One of the most significant things that a bank can do to increase a sense of loyalty, however, is to increase borrowing opportunities. The study showed a marked difference between small business customers who had taken out a loan or line of credit and those who didn’t; current and past borrowers were significantly more satisfied with their banking experience overall.

Is Your Bank a Winner?

Even with the data showing that banks are losing favor with small businesses, there are some that seem to be more popular than others. Who you choose as “best bank” will likely depend on where you live, however. The study separated the fan favorites by region, with Chase taking the West, M&T ruling the Northeast, Citibank winning the Midwest, and TD Bank owning the South. Other notable names in satisfaction include Capital One, U.S. Bank, Bank of the West, and Fifth Third Bank.

Can Big Banks Keep Small Business Customers?

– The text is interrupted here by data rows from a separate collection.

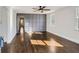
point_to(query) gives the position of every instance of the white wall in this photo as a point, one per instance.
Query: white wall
(3, 22)
(64, 24)
(11, 24)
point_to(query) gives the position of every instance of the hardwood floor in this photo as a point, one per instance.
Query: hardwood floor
(40, 42)
(64, 45)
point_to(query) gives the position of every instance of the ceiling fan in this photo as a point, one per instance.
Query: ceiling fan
(41, 9)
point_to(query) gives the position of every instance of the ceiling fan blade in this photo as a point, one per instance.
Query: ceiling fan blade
(46, 9)
(34, 8)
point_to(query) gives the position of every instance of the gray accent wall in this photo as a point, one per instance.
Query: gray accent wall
(33, 22)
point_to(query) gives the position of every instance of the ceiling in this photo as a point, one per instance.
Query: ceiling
(29, 10)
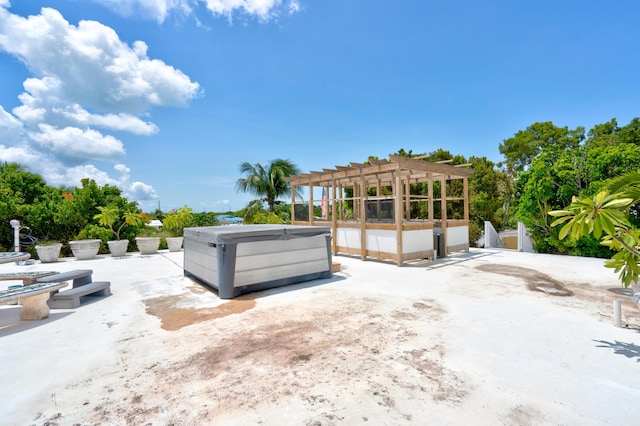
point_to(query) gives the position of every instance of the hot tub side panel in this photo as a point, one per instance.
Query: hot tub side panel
(247, 266)
(201, 261)
(271, 261)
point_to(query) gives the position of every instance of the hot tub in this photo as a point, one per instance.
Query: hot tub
(245, 258)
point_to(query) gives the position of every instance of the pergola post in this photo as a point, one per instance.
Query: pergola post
(397, 191)
(311, 204)
(334, 221)
(363, 219)
(465, 186)
(430, 197)
(443, 211)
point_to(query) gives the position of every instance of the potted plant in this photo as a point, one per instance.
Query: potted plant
(108, 216)
(48, 251)
(174, 223)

While business owners have many reasons to go with a bank that loves them back, the real loser could end up being the banks themselves. In a competitive market that has brought many small banks, Peer-to-Peer lending groups, and mobile-only funding options out to play, it’s going to take some effort to keep unhappy customers from being poached. With name recognition not being enough anymore, the traditional “big bank” environment may have to make even bigger efforts to keep their best customers close. The study, which showed a downward trend in overall banking satisfaction, emphasized that there may be a long road ahead to get small businesses feeling good about banking again.